Lors d’une balade à Dakar, avec mon frère, ce dernier s’arrête dans une pharmacie pour se peser. Il dit à la pharmacienne que je ne voudrais jamais me peser mais que je fais plus de 100 kg. Je le défie. Effectivement… Je pesais 115 kg ! Ça a été un choc, la plus grosse claque de ma vie. C’est à ce moment précis où j’ai décidé de me prendre en main. Dès le lendemain matin, j’ai commencé à faire du sport sur la place. Je n’avais pas de souffle, il a fallu bosser le cardio progressivement. Déterminée plus que jamais, j’allais courir avec mon frère. Mais deux mois après, celui-ci a dû partir en Côte d’Ivoire. Je n’avais plus personne pour me booster. C’est là que le sport est devenu mon allié. J’ai réalisé que j’étais arrivée dans une impasse : comment veux-tu être au chômage, prendre du poids, vivre sans argent… Les Sénégalaises ne sont pas très sportives d’une manière générale, elles se demandaient pourquoi je passais mon temps en tenue de sport. Je n’écoutais pas, parce que j’avais un objectif : je devais reprendre ma vie en main ! Et ce sans finance, donc j’allais fouler le sable, ne pouvant me payer une inscription en salle de sport.
J’ai commencé à poster des séances de sport sur mon compte Facebook. Et des connaissances m’ont demandé pourquoi je ne créais pas une page dédiée pour motiver d’autres personnes. C’est ainsi qu’Amyfit est né ! Au départ, des vidéos amateurs toutes simples. Je ne cherchais pas à m’inventer une vie, je parlais juste de ce que je connaissais en nutrition, en coaching, de façon autodidacte. C’est notamment grâce à ce volet blogueuse fitness que j’ai décroché le poste chez Decathlon, car ils recherchaient des vrais passionnés de sport ! C’était une preuve de plus pour le recruteur que je me donnais à fond, que j’avais une vraie histoire à raconter !

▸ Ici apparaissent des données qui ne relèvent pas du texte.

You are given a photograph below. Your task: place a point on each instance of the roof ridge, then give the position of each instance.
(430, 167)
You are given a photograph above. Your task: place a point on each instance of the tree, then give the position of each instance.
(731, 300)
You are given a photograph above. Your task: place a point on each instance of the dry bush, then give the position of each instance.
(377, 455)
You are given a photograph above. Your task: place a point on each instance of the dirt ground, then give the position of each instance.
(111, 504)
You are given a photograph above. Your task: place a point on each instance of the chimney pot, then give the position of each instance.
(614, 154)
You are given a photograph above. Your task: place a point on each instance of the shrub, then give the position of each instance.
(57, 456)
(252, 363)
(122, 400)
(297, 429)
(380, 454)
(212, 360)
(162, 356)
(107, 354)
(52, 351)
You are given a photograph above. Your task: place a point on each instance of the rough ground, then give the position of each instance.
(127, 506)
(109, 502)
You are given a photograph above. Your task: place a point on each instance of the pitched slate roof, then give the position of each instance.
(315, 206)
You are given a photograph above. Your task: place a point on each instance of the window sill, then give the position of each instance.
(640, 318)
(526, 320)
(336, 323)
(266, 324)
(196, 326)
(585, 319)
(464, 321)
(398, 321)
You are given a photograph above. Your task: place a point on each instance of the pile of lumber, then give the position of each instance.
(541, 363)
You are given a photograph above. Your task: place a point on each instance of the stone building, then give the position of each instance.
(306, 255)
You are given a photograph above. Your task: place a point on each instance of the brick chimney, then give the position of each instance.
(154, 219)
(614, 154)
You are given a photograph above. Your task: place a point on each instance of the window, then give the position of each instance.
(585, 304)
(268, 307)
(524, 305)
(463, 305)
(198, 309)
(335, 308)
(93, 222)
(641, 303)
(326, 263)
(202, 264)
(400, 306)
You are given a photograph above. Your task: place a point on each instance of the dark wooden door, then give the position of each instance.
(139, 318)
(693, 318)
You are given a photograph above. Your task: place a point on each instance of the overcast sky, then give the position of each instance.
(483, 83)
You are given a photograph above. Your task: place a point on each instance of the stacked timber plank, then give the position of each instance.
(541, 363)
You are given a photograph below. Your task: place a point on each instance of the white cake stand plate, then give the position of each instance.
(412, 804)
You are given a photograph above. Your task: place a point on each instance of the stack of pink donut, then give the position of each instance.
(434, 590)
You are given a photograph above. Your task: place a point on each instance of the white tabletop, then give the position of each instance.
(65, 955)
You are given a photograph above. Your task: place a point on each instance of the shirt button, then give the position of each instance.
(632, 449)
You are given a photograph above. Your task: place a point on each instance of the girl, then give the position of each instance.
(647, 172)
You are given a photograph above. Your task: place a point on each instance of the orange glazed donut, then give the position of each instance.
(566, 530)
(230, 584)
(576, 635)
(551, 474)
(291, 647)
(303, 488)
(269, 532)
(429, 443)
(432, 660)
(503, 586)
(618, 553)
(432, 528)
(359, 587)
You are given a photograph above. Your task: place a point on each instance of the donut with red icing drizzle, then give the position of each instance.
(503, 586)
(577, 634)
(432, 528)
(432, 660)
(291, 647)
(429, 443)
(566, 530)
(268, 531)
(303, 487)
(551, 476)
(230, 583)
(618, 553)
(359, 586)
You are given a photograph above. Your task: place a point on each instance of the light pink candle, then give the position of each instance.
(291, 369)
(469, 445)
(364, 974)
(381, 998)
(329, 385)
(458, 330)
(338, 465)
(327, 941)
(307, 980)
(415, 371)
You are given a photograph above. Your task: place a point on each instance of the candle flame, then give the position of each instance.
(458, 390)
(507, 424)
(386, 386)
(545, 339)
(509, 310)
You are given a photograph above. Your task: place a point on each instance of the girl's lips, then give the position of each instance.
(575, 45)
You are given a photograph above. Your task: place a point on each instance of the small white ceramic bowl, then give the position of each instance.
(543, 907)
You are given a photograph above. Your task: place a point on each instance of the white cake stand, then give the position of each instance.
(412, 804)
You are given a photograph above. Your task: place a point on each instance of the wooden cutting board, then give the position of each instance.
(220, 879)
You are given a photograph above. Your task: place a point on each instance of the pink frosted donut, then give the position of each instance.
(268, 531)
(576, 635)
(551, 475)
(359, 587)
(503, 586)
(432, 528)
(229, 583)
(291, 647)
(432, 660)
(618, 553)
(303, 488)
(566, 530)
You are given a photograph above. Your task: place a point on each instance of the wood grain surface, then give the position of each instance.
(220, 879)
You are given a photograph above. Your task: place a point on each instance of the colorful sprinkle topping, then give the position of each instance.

Prise de conscience sportive : regard dans le rétro
En remportant son premier CDI avec Decathlon, Aminata a besoin de temps pour s’adapter à sa nouvelle vie. Pour elle, ce n’est pas parce qu’elle avait trouvé chaussure à son pied professionnellement qu’elle allait devenir une férue de sorties ou de shopping. « Ça a été compliqué au début, je craignais que mes fréquentations veuillent me contrôler ».
Aujourd’hui, elle ose s’affirmer, mais sait que tout est encore à construire. « La route est longue, je n’en suis encore qu’à la moitié. Jusqu’à la fin, il faut continuer de se battre. Ce n’est pas pour avoir le nom de Décathlon que je suis là où je suis aujourd’hui, mais pour la satisfaction d’impacter des vies, de faire plaisir à ma mère, de faire mentir tous ceux qui nous ont dit qu’on ne ferait rien de nos vies. Toutes ces phrases qui auraient pu m’empêcher d’avancer, et qui au contraire m’ont motivée. »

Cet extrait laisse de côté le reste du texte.